The lane started off as a pilot project, taking a lane away from cars and building a barrier to separate cyclists from drivers – an idea that proved to be contentious. The city voted to make it permanent shortly after the millionth rider crossed the bridge.

Fast forward 10 years, even more upgrades, and it’s now the busiest dedicated bike route on the continent.

Kevin Quinlan is a climate change and sustainability consultant who worked for then-Mayor Gregor Robertson at the time.

“There was so much media hype that it was just going to be an all-out disaster that when there really wasn’t that much impact, it came across as a huge success,” he says.

“If you had told me, or any of us at city hall 10 years ago, that the Burrard Street Bridge bike lane would one day become the busiest dedicated bike route in all of North America, I don’t think anyone would have predicted that.”

Originally built in the 1930s, the bridge itself has undergone a number of repairs over the last decade.
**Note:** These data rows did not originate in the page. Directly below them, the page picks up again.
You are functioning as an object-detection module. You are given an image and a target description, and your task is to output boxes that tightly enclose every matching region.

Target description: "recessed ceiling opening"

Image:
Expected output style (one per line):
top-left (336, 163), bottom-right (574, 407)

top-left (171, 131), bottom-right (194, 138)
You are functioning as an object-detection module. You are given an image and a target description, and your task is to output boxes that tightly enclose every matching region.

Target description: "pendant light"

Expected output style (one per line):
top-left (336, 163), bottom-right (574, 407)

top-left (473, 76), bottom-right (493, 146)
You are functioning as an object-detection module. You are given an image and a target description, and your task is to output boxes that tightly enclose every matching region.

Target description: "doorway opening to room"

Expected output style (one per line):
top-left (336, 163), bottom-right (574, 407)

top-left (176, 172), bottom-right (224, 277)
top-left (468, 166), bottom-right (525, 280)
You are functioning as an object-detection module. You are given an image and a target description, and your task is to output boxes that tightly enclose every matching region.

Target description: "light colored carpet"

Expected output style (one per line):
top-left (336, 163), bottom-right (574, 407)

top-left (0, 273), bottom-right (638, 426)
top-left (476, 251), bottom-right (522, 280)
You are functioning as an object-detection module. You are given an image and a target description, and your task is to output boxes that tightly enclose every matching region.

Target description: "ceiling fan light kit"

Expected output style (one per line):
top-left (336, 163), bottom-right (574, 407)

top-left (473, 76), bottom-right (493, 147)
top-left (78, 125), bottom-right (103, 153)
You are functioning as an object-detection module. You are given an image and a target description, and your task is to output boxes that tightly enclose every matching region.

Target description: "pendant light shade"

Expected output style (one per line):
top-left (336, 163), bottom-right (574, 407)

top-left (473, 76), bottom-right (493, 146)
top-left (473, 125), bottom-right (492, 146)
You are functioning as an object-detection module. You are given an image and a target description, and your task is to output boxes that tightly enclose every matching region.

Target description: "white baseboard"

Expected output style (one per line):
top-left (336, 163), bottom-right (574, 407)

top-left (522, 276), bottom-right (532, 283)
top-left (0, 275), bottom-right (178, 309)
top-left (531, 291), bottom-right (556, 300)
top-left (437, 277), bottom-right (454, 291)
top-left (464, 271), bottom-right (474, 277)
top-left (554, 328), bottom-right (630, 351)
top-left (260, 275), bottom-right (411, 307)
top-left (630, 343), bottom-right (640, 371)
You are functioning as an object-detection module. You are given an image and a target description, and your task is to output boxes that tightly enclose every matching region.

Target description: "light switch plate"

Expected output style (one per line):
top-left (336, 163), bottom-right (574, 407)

While only one car lane was removed in 2009 when the dedicated bike lane was originally put in, another was removed in 2017 when the city expanded the bridge’s sidewalks.

Earlier this month, Vancouver ranked 18th in the world in the Copenhagenize Index, scoring high for its progress in cycling. The city has hundreds of kilometres of bike lanes, with more in the works.

The Burrard bike route now sees upwards of a million trips each year, something Quinlan says proves the theory –  if you build it, they will come.